December 15th, 2024

Rudyard Kipling remains a favourite despite some of his war-time writings

By Medicine Hat News Opinon on April 24, 2019.

I just recently revisited the Esplanade. Just the foyer. What a great place.

Then I walked over to that bronze sculpture of the early “Germans from Russia” pioneers. It lists many of the names. Their descendants – you’ll have noticed their names in sports, businesses, ranching, farming, politics, industries, etc. – are now legion, all over southeastern Alberta, in all of Alberta and in all of Canada; not only Germans from Russia, but descendants from more recent immigrants. They have been a fact of history for a long time.

The Hessians, recruited by the British during the American Revolution, were from Hessia, a German state from before the founding of a united Germany. Many of them deserted in order to stay in what was to become known as the Land of the Free, and also proliferated all over the U.S. and Canada. We were definitely there, so to speak.
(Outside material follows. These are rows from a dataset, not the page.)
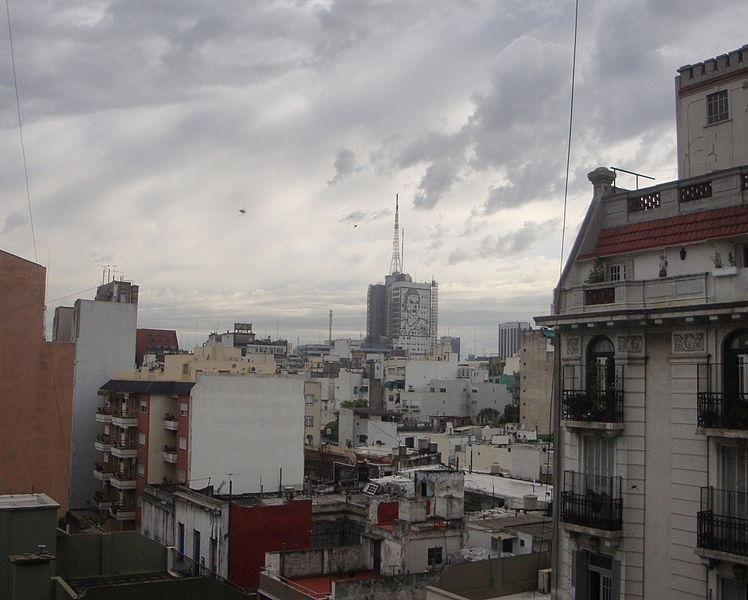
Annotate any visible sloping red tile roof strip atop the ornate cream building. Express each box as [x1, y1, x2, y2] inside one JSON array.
[[578, 205, 748, 258]]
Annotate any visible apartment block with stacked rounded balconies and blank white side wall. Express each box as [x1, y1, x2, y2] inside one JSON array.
[[93, 374, 305, 529]]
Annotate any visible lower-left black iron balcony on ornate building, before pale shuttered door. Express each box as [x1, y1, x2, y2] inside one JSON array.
[[561, 471, 623, 535]]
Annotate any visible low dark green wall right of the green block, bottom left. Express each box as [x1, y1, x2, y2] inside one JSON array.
[[57, 531, 166, 579]]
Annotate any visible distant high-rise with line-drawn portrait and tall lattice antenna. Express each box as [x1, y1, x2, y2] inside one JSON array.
[[366, 200, 439, 355]]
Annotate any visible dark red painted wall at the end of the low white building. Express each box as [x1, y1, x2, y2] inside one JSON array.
[[229, 500, 312, 589]]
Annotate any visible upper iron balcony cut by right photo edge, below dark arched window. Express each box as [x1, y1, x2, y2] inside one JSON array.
[[696, 363, 748, 437]]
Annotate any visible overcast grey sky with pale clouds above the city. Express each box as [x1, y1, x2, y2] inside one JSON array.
[[0, 0, 748, 353]]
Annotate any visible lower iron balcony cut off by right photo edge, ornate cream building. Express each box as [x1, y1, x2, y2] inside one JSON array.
[[696, 487, 748, 558]]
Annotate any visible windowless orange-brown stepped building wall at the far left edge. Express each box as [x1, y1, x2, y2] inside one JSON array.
[[0, 250, 75, 512]]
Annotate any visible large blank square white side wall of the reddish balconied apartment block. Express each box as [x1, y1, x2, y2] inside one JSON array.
[[189, 375, 304, 494]]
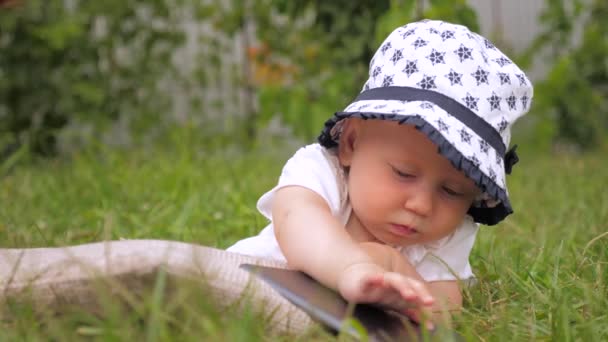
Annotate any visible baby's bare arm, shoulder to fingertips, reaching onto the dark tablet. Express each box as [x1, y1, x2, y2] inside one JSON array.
[[272, 186, 434, 311]]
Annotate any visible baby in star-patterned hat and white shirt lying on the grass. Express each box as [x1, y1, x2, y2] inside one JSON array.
[[228, 20, 532, 321]]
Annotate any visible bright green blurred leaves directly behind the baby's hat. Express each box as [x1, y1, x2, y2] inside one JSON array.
[[249, 0, 479, 140]]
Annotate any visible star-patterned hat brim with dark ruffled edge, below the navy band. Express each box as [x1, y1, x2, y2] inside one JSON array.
[[318, 100, 513, 225]]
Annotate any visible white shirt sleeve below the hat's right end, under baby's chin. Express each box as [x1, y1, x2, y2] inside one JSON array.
[[415, 216, 479, 281]]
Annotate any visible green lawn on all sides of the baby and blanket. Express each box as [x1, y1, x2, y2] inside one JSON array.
[[0, 132, 608, 341]]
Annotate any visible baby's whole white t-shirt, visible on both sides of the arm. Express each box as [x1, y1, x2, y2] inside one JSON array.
[[228, 144, 478, 281]]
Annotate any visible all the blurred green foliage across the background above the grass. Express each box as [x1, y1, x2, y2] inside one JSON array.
[[0, 0, 608, 155]]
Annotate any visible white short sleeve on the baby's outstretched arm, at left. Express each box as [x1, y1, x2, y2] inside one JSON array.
[[257, 144, 341, 220]]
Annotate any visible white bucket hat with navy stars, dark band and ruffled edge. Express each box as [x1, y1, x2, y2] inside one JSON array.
[[318, 20, 533, 225]]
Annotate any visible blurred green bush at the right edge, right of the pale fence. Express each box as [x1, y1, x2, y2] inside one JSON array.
[[524, 0, 608, 150]]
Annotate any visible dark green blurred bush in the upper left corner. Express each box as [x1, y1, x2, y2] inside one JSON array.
[[0, 0, 184, 155]]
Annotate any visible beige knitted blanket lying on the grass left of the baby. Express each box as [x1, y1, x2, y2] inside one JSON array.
[[0, 240, 311, 334]]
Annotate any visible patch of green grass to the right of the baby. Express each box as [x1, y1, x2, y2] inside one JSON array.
[[462, 152, 608, 341]]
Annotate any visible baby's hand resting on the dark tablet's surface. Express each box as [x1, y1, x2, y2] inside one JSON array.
[[338, 263, 435, 322]]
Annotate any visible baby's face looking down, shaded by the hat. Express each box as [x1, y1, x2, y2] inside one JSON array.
[[339, 119, 479, 246]]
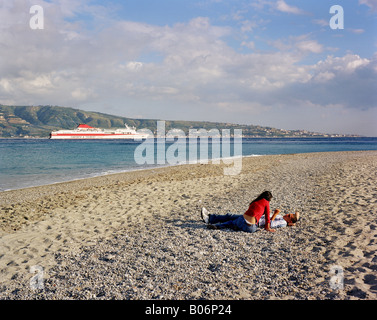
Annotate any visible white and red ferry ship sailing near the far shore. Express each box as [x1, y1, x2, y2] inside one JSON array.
[[50, 124, 148, 139]]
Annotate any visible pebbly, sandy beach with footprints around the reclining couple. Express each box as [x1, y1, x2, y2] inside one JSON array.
[[0, 151, 377, 300]]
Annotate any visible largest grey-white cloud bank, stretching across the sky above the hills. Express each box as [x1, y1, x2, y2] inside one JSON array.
[[0, 0, 377, 132]]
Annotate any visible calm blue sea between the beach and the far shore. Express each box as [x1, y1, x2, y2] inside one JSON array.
[[0, 138, 377, 191]]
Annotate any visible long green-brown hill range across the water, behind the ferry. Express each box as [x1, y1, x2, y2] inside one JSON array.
[[0, 105, 352, 138]]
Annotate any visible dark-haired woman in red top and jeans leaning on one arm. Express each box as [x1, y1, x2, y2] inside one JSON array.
[[201, 191, 275, 233]]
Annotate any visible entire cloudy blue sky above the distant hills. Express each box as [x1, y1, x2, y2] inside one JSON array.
[[0, 0, 377, 136]]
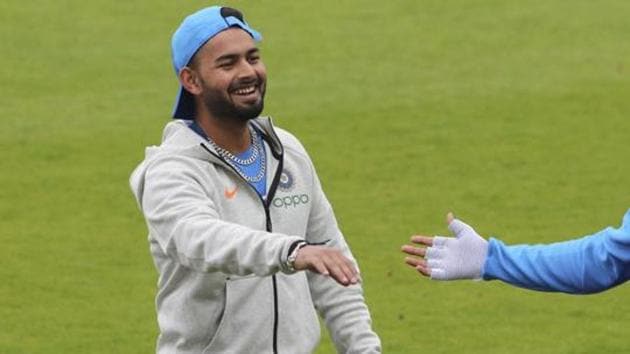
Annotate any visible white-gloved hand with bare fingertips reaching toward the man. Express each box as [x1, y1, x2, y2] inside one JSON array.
[[402, 213, 488, 280]]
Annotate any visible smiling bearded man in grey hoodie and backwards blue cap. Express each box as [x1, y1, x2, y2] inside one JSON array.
[[131, 7, 381, 353]]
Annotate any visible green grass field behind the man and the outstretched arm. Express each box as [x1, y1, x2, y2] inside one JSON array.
[[0, 0, 630, 354]]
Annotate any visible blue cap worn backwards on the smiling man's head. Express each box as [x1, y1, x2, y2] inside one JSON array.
[[171, 6, 262, 119]]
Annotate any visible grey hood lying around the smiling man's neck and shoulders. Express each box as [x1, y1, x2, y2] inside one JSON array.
[[129, 117, 282, 209]]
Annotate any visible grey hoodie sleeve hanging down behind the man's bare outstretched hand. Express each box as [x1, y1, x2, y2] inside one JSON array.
[[306, 160, 381, 353]]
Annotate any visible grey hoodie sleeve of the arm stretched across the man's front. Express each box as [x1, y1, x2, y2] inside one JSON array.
[[132, 157, 301, 276]]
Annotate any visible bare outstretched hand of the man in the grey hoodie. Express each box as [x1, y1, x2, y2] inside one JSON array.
[[293, 245, 359, 286]]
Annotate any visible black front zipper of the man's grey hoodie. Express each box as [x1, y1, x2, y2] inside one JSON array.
[[199, 140, 284, 354]]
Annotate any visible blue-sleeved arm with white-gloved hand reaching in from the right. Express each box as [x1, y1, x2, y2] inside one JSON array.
[[402, 210, 630, 294]]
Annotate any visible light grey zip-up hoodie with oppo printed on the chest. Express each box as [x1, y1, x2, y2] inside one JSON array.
[[130, 118, 381, 354]]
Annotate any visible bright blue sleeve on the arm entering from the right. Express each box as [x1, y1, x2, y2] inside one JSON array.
[[482, 210, 630, 294]]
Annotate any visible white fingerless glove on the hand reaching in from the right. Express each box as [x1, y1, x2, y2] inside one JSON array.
[[425, 219, 488, 280]]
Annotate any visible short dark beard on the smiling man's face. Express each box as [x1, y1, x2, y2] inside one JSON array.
[[202, 79, 265, 122]]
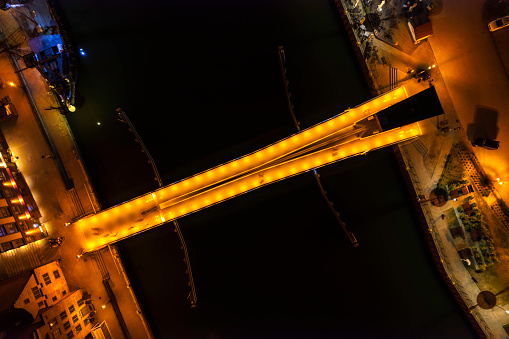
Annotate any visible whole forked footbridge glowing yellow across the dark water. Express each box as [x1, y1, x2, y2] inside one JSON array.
[[72, 88, 438, 253]]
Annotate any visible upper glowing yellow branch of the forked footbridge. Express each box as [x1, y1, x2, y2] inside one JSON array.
[[77, 87, 408, 235]]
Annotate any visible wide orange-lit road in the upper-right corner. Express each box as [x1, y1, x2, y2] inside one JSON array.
[[429, 0, 509, 201]]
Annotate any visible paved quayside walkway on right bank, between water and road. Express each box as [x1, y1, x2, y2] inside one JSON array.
[[336, 0, 509, 338]]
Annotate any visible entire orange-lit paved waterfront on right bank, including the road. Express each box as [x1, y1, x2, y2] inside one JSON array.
[[336, 0, 509, 338]]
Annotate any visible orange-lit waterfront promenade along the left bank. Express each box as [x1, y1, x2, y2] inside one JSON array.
[[0, 1, 149, 338]]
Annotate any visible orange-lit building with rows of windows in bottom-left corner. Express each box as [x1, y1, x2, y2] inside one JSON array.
[[0, 261, 111, 339]]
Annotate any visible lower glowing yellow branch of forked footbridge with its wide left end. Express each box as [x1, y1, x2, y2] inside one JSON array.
[[76, 123, 422, 251]]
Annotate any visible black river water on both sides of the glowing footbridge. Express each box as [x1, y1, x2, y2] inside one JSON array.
[[55, 0, 475, 338]]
And yes, of course, many other nationalities from Britain, France, the Ukraine, from all over the world, also contributed, to probably an even greater degree and greater numbers, to the success of the U.S. and Canada.

During the many revolutions during the 1840s in Prussia and other German principalities, which were brutally put down, many, by the hundreds of thousands, fled to the new :free” America and, one would guess also to the Dominion of Canada.

Then I walked a bit further. And there, on the facade of the Royal Liquor Store, is that famous quotation of Kipling’s, about The Hat having all hell for a basement.

So why, at this time, do I choose to concentrate on the Germans’ contribution, you might well ask?

Well, I relatively recently read a non-fiction book titled, if I remember correctly “Years of War: 1914-1918.” With 2018 being that war’s anniversary, naturally it caused all kinds of stories about deeds of courage and patriotism by Canadians and by the British and the misdeeds of Germans during that war, including in the Medicine Hat News. In that book Rudyard J. Kipling, my favourite author from way back when I was still a boy, was, among many other personalities and facts, featured somewhat prominently. He was quoted as having pronounced that “There are two divisions in the world, human beings and Germans” and “Where ever Germans settled, they became like a plague upon the land,” and on in this vein. That was followed by “There are no crimes, no cruelty, no abominations, that the world can conceive of that the German has not perpetrated, is not perpetrating and will not perpetrate if he is to go on,” and further of this nature. I cannot claim to have the exact words correctly, because I returned that book and have not been able to find it again.

Kipling had lost a son in that war and he and his wife had great difficulty in finding his grave; he had been pronounced as “missing.” The British war cabinet had persuaded Kipling to be a member of the propaganda ministry and perhaps that’s why he spoke thusly. On the other hand, he had been known to be very anti-German all of his life.

So did that make me very anti-Kipling? No, not at all. Anybody capable of such marvellous writings as “If,” “The Jungle Book,” “Kim,” “Gunga Din,” “Ricki-Tikki-Tavi,” “Just So Stories,” “Puck of Pook’s Hill” and all those great writings that included what he had written to win the Nobel Prize for Literature certainly could not, and should not, be blamed for sometimes showing anti-anything attitudes, especially anti-dictatorship attitudes that were to commit genocide; like the Holocaust, the Soviet caused Ukranian famine, the atrocities committed in the name of the emperor Hirohito, ISIS, chemical attacks in Iraq, Syria, and on and on.

Mark Twain and Rudyard Kipling – he was also the author of a bit of no longer exactly considered acceptable poetry titled “The White Man’s Burden” – are very much still my two favourite authors.

Ted Kohlmetz is a well read retired citizen of Medicine Hat.